Invero, per quanto qui rileva ad avviso del Collegio, le condotte contestate al ricorrente, come descritte nell'imputazione e ricostruite nell'ordinanza impugnata, non sono riconducibili al paradigma dell'art. 572 c.p. Le condotte, pur valutate unitamente agli ulteriori comportamenti (registrazioni delle conversazioni e la sottoposizione a “controvisite mediche”), sebbene rilevanti ai fini della valutazione relativa al corretto esercizio della responsabilità genitoriale ed alle correlate determinazioni riservate al giudice civile, come ricostruite dall'ordinanza impugnata, per la Corte non appaiono superare la soglia minima di offensività, rappresentata dall'inflizione abituale di sofferenze fisiche o psicologiche idonee ad incidere sullo sviluppo del minore ed a lederne l'integrità, che, anche a prescindere dalla soglia di sensibilità della vittima, consenta di qualificarle come maltrattamenti.

Secondo la costante lezione ermeneutica della Corte, infatti, il reato è integrato dalla condotta di chi infligge abitualmente vessazioni e sofferenze, fisiche o morali, a un'altra persona, che ne rimane succube, imponendole un regime di vita persecutorio e umiliante.
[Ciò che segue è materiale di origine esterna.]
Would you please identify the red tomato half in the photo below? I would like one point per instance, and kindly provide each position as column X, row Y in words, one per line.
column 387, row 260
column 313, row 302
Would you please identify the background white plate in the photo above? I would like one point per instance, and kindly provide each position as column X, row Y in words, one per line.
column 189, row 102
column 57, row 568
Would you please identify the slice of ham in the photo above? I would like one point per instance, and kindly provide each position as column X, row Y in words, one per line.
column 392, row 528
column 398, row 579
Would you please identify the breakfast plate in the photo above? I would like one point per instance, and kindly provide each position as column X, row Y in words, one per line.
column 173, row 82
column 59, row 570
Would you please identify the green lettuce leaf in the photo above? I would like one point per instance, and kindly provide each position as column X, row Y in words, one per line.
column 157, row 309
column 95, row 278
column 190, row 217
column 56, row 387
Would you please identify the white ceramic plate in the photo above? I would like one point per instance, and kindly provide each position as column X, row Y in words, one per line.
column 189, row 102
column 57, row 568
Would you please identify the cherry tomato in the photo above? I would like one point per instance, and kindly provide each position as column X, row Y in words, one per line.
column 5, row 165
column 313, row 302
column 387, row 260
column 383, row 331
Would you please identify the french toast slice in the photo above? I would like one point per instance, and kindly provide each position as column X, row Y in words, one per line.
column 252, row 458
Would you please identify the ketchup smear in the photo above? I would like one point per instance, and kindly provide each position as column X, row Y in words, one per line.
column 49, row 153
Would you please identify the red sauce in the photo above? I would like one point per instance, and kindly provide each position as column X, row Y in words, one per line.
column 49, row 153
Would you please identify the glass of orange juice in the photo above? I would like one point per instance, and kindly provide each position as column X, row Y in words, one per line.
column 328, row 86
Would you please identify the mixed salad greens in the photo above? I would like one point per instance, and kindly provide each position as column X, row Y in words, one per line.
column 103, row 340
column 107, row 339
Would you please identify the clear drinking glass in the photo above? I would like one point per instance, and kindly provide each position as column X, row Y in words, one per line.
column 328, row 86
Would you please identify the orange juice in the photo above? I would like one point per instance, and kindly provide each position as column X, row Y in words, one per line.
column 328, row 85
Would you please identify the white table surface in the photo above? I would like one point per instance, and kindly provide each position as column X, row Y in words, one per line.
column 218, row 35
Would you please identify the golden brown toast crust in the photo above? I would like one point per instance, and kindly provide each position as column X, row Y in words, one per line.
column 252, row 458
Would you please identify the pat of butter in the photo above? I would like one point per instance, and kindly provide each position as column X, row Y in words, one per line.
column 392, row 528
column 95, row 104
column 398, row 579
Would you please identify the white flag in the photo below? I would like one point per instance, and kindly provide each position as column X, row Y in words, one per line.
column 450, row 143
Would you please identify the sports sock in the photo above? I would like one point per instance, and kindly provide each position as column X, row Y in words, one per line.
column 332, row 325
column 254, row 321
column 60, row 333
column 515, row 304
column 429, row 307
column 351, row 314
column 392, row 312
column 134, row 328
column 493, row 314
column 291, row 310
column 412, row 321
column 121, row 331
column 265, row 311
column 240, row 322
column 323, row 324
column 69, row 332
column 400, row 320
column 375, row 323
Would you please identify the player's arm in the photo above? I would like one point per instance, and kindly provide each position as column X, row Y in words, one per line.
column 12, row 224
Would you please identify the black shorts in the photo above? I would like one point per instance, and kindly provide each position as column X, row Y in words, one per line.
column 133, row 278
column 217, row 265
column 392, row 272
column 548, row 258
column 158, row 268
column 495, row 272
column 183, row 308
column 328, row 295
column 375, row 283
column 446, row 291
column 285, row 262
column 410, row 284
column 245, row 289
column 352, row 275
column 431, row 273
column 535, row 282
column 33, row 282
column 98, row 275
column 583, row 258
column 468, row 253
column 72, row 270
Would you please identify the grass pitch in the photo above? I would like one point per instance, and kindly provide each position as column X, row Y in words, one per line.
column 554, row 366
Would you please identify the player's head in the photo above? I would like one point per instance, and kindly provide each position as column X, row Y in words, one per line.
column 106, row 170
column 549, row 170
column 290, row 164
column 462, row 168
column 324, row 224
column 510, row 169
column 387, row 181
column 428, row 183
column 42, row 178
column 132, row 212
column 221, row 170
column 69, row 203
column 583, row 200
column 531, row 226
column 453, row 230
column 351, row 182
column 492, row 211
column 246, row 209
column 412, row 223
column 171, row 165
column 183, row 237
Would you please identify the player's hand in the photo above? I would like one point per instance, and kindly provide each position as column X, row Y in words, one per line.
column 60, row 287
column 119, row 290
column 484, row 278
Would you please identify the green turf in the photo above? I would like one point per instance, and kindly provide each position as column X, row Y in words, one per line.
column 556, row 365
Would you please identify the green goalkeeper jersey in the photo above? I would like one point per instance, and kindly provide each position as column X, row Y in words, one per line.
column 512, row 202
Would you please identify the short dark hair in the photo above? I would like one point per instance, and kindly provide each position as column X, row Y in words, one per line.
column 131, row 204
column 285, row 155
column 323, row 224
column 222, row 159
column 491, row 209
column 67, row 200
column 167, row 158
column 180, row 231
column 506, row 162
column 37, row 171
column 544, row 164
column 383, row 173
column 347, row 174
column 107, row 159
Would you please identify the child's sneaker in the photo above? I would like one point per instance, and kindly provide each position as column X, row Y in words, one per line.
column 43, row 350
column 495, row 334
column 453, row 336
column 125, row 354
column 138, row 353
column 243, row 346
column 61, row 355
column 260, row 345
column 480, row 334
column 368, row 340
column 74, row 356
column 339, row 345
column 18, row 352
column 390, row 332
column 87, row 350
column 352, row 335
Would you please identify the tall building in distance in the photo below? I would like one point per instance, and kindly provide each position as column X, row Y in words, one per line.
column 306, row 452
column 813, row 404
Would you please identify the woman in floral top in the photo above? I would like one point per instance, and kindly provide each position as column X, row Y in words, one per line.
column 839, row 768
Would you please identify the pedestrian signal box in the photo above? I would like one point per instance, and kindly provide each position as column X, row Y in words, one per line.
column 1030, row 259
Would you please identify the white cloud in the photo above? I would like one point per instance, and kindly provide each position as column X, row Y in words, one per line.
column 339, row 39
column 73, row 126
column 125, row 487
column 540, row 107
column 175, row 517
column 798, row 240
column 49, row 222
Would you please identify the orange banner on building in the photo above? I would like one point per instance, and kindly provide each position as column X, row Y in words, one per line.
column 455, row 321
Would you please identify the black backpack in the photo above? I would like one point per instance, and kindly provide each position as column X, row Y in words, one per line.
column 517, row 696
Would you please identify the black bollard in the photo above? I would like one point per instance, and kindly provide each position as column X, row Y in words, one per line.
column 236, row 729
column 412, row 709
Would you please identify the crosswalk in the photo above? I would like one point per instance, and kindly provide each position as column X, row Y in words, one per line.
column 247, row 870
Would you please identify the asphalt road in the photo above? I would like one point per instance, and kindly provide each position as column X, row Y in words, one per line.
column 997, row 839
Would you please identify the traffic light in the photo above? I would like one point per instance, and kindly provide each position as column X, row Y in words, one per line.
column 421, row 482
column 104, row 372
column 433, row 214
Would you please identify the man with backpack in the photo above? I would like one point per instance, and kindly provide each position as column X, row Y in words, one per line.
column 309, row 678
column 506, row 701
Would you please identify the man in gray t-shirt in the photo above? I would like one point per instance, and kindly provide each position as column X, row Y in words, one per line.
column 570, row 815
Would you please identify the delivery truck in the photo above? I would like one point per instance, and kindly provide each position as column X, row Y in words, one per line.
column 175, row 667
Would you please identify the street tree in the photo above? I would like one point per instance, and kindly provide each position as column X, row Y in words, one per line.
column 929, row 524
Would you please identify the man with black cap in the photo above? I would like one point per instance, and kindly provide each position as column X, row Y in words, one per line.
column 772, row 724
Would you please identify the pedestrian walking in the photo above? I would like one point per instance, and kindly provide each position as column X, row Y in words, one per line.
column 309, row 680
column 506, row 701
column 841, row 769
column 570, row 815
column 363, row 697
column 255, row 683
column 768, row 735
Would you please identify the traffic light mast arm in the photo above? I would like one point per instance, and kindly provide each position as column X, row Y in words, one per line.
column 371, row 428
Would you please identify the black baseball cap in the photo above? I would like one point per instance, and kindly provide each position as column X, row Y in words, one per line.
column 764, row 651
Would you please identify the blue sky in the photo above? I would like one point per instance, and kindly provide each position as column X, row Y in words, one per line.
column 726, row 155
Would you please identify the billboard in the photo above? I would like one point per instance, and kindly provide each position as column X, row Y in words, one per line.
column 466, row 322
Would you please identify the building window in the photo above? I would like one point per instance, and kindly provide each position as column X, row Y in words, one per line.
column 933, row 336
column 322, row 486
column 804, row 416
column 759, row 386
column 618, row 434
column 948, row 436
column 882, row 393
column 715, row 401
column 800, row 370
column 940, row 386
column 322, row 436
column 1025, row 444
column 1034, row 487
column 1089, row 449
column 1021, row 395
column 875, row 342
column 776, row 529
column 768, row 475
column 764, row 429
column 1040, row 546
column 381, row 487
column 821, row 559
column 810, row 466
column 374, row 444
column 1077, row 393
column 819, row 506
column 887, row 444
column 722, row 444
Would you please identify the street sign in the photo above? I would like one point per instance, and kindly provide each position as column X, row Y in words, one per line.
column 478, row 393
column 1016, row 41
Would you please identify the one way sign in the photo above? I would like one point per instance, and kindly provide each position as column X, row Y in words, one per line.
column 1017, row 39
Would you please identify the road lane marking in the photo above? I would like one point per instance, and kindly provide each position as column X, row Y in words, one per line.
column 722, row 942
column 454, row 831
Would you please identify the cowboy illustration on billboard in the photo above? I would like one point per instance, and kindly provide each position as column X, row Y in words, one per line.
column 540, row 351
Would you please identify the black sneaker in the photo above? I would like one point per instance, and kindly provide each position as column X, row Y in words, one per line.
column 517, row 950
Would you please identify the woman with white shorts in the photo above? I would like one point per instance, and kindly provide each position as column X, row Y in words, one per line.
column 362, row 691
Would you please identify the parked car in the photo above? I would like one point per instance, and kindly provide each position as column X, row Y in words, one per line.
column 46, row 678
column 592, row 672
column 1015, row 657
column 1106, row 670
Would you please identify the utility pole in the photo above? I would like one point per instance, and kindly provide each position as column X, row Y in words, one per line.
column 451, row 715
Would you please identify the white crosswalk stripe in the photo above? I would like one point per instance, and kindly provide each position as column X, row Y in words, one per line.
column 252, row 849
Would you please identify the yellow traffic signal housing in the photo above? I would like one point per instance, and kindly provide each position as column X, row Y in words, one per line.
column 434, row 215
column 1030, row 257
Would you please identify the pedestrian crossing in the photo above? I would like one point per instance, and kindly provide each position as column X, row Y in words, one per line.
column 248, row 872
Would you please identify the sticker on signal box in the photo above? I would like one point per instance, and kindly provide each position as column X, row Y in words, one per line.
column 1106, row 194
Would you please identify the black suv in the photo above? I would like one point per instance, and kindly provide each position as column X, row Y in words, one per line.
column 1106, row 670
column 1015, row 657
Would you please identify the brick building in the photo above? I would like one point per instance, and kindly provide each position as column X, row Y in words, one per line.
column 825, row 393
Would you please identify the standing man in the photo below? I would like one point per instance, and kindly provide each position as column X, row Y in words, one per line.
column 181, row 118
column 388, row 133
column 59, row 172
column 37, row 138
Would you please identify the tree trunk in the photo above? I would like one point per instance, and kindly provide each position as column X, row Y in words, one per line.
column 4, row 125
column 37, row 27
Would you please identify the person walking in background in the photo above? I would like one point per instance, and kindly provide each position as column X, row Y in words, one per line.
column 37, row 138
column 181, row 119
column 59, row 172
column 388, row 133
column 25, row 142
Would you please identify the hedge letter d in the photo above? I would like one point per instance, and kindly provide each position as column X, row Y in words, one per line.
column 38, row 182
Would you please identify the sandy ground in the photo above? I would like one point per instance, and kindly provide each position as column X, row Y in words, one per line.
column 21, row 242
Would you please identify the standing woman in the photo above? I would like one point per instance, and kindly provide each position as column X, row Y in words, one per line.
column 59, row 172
Quanto, invece, ai maltrattamenti in danno della ex compagna convivente, il Collegio ha rilevato che la cessazione della convivenza con la donna costituisce un fattore ostativo alla configurabilità del reato, dovendosi, al riguardo, ribadire l'indirizzo ermeneutico secondo il quale non è configurabile il reato di maltrattamenti in famiglia, bensì l'ipotesi aggravata del reato di atti persecutori (art. 612-bis c.p.) in presenza di condotte illecite poste in essere da parte di uno dei conviventi "more uxorio” ai danni dell'altro dopo la cessazione della convivenza e tanto nella consapevolezza di un diverso orientamento interpretativo.

Secondo la Corte muovendo dall'esegesi letterale dell'art. 572 c.p., la nozione di “persona comunque convivente” inserita dal legislatore con la novella del 2012, deve essere intesa nell'accezione più ristretta, con riferimento alla sole relazioni fondate su una stabile condivisione dell'abitazione, ancorché non necessariamente continua. Precisa la Sesta sezione che accezione “restrittiva” della nozione di “persona della famiglia o comunque convivente”, non appare in contrasto con l'interpretazione estensiva della nozione di “prossimo congiunto” recentemente adottata dalle Sezioni Unite di questa Corte in relazione all'art. 384 c.p., trattandosi, in tale ultimo caso, di un'operazione in bonam partem che ha comportato l'adozione di una soluzione più favorevole per l'imputato.

La soluzione cui è pervenuta la S.C. infatti, oltre a trovare un solido fondamento nel dato testuale, rappresenta una sintesi delle interpretazioni giurisprudenziali sui temi affrontati.